Strona:Józef Ignacy Kraszewski - Rodzeństwo 02.djvu/96

Ta strona została uwierzytelniona.


Było coś tak pięknego i szlachetnego w postępku braci, w tem skupieniu się ich około Juliana, chociaż on dawniej nadzwyczajnej im nie okazywał czułości — iż to na nich samych oddziałało, — a że jeden krok zobowiązuje do następnych logicznie — wszyscy czuli się na lepszej drodze. Miłość braterska i rodziny objawiała się coraz uroczyściej. Ks. Zaręba powiadał, że ludzie źli nie są, że im tylko potrzeba dobrego przykładu i pobudek gorących do cnoty...
Ostygają, gdy się odosobniają — ale najmniejsza okoliczność zwraca ich na prawą drogę.
Szelawski stary przebywszy to przesilenie, po którem znużony był czas jakiś, ożywił się, stał czynnym, i na nim nie znać było, że ucierpiał.
Sędzina przeciwnie, która zdawała się energiczniejszą daleko, skutkiem wielkich wzruszeń i walki wewnętrznej — zaraz po wyjeździe dzieci uczuła się niedobrze i Frycz kazał się jej położyć do łóżka.
Justysia jej nie odstępowała. Jadwinię zaś zabrał ojciec z sobą.
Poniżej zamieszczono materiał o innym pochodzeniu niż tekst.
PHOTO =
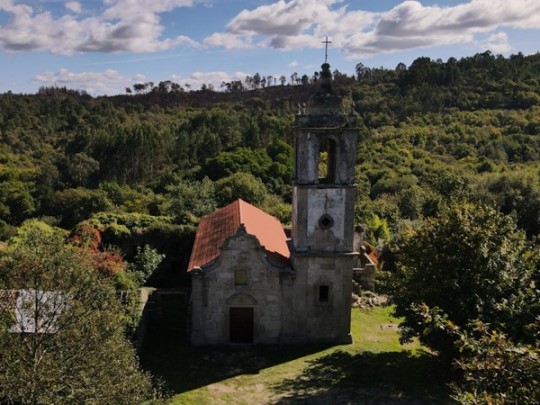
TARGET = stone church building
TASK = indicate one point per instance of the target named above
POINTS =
(250, 283)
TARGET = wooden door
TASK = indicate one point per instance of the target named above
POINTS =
(241, 325)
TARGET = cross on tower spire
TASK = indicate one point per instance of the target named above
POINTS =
(326, 42)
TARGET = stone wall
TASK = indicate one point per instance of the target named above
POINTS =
(214, 292)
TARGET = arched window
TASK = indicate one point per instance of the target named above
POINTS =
(327, 161)
(240, 277)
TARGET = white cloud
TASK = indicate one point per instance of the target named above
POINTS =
(125, 25)
(295, 24)
(496, 43)
(228, 41)
(95, 83)
(73, 6)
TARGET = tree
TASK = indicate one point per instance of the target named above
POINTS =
(470, 263)
(79, 352)
(187, 198)
(240, 185)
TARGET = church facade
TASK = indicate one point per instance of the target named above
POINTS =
(252, 285)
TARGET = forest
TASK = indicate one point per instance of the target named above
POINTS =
(155, 161)
(128, 176)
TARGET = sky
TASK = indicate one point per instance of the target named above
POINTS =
(104, 46)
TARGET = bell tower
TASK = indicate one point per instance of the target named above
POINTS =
(324, 193)
(324, 188)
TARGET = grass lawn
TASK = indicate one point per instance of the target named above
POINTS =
(374, 369)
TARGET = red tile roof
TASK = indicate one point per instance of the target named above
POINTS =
(215, 228)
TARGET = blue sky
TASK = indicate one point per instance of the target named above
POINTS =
(103, 46)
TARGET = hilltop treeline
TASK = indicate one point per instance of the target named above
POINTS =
(429, 132)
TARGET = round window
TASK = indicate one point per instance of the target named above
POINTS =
(326, 222)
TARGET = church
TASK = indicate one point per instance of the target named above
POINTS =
(253, 285)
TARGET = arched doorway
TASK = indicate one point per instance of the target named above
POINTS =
(241, 325)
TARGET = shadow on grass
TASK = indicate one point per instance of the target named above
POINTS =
(368, 378)
(169, 357)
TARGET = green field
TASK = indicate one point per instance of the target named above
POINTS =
(374, 369)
Nie skarżyła się Szelawska tak bardzo na cierpienie, — głowa ją bolała, — sił miała mało, straciła apetyt, ale choroby żadnej właściwie oznaczyć nie było można.
Frycz nieproszony przyjeżdżał co drugi dzień i był bardzo seryo. Próbował różnej diety, środków zmacniających, ale skutku nie było.